Background Patients with hereditary hemorrhagic telangiectasia (HHT) have a high likelihood (10–20%) of developing one or more brain AVMs in addition to lung and liver AVMs. Current guidelines recommend screening MRI/MRA in childhood and adulthood to determine if HHT patients have brain AVMs, and, therefore guide counseling regarding observation or treatment. As part of a comprehensive ferumoxytol-enhanced 3T MRI/MRA protocol that allows evaluation of multiple organs in a single examination—thus improving patient comfort and convenience—we have begun to evaluate the sensitivity of this novel scan for brain AVMs.

Methods Under an IRB-approved protocol, we have imaged 11 HHT patients at 3T (Siemens Skyra), of whom 4 had known brain AVMs based on gold-standard digital subtraction angiograms (DSA). Following informed consent, subjects were administered 3 mg/kg ferumoxytol by intravenous infusion over 15 minutes, and were monitored during subsequent MRI/MRA (at least 30 minutes after end of IV infusion). VIBE sequence was acquired at 3 resolutions for all subjects: (1) 1.0 mm isotropic (TE 1.3 ms, TR 2.9 ms, acquisition time 1 minute), (2) 0.8 mm isotropic (TE 1.6 ms, TR 3.3 ms, acquisition time 2 minutes), and (3) 0.5 mm isotropic (TE 1.9 ms, TR 4.3 ms, acquisition time 4 minutes). Images were reformatted in multiple planes and with multiple maximal intensity projection slab thicknesses.

Results All known brain AVMs were detected by 3T ferumoxytol-enhanced VIBE MRA (FeMR). Compared to gold-standard DSA, FeMR accentuated the principal draining veins of AVMs as opposed to the halo of associated AVM nidus vessels (figure 1). AVMs were most easily detected at low spatial resolution (1.0 mm) imaging, as the halo of small nidus vessels were more clearly delineated compared to low signal brain parenchymal background. Edge-enhanced high-resolution (0.5 mm) images accentuated angioarchitecture within the AVM nidus, but were more challenging to interpret in terms of nidus size given overall pixelated image appearance. Higher resolution images with increased echo times may also have had signal dropout due to T2* effects.

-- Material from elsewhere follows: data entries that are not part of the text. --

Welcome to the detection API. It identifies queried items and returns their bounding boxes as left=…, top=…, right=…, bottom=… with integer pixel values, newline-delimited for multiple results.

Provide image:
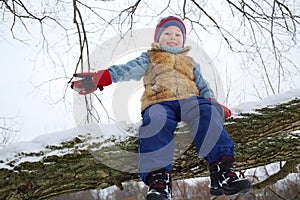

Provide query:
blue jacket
left=108, top=52, right=215, bottom=98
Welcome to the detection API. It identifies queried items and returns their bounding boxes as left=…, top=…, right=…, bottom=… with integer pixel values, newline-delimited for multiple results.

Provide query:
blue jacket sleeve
left=194, top=63, right=216, bottom=99
left=108, top=52, right=149, bottom=83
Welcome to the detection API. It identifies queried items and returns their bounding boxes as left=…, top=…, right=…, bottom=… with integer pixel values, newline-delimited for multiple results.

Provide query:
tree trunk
left=0, top=99, right=300, bottom=199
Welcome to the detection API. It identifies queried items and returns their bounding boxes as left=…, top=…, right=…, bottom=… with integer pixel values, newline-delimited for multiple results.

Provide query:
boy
left=71, top=16, right=252, bottom=200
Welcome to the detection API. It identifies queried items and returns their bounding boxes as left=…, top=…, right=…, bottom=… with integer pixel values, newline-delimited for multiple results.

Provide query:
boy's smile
left=158, top=26, right=183, bottom=48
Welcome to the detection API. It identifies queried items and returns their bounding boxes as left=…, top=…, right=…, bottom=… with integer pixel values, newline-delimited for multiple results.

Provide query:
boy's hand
left=208, top=98, right=231, bottom=119
left=71, top=70, right=112, bottom=95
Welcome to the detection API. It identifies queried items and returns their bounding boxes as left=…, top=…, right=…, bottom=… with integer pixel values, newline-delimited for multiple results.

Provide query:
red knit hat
left=154, top=16, right=186, bottom=45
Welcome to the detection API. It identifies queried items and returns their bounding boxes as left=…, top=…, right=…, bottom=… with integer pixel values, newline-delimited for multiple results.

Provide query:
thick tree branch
left=0, top=99, right=300, bottom=199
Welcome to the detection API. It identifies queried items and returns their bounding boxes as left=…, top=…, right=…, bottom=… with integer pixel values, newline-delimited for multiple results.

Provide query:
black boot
left=146, top=169, right=172, bottom=200
left=209, top=157, right=252, bottom=195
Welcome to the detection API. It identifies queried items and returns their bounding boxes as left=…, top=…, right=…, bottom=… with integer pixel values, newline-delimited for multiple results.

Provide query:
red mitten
left=208, top=98, right=231, bottom=119
left=71, top=69, right=112, bottom=95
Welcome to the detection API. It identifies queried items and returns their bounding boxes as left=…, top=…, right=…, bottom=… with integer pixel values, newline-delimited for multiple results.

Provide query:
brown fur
left=141, top=44, right=199, bottom=110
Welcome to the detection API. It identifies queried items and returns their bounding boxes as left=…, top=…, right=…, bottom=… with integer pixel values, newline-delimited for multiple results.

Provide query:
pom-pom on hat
left=154, top=16, right=186, bottom=45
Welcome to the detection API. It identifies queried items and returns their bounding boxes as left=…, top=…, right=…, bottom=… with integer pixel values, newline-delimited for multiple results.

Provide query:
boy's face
left=158, top=26, right=183, bottom=48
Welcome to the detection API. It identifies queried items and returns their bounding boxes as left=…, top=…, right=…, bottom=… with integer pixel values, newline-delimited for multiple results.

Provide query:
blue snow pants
left=138, top=96, right=234, bottom=184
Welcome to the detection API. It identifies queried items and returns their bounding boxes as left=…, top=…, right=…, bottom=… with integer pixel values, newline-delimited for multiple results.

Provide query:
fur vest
left=141, top=43, right=199, bottom=110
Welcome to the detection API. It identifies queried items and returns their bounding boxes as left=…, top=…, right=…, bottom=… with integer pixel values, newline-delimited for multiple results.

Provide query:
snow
left=0, top=89, right=300, bottom=169
left=231, top=88, right=300, bottom=114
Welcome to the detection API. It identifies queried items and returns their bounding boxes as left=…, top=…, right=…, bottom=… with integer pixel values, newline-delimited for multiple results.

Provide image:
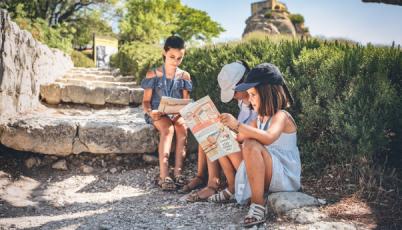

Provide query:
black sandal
left=242, top=203, right=267, bottom=228
left=158, top=176, right=177, bottom=191
left=174, top=175, right=187, bottom=188
left=186, top=186, right=218, bottom=203
left=178, top=176, right=206, bottom=193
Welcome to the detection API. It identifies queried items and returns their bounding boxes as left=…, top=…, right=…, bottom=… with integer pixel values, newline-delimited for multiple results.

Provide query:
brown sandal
left=186, top=186, right=218, bottom=203
left=178, top=176, right=205, bottom=193
left=158, top=176, right=177, bottom=191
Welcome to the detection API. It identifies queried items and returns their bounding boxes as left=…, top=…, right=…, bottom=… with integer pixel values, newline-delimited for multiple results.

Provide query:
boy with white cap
left=182, top=61, right=257, bottom=202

Conclusion In the first few patients enrolled in the AVIATOR study, 3T screening FeMR appears to identify all AVMs seen on DSA. Further studies are needed to determine if high-risk features (e.g., feeding artery aneurysms, nidus aneurysms, venous outflow stenoses) of such AVMs can be reliably identified as compared to DSA.

Abstract E-293 Figure 1

DSA compared to 3T VIBE FeMR acquired at 0.8 mm isotropic resolution and reformatted in 3 planes as 10 mm thin maximal intensity projections

Disclosures S. Hetts: 1; C; Department of Defense, National Institutes of Health, Siemens, Stryker, Route 92. 2; C; Imperative. 4; C; Filtro, ThrombX. 5; C; UCSF. 6; C; Penumbra. A. Gill: None. D. Langston: None. T. Lomax Truong: None. Y. Park: None. D. Saloner: None.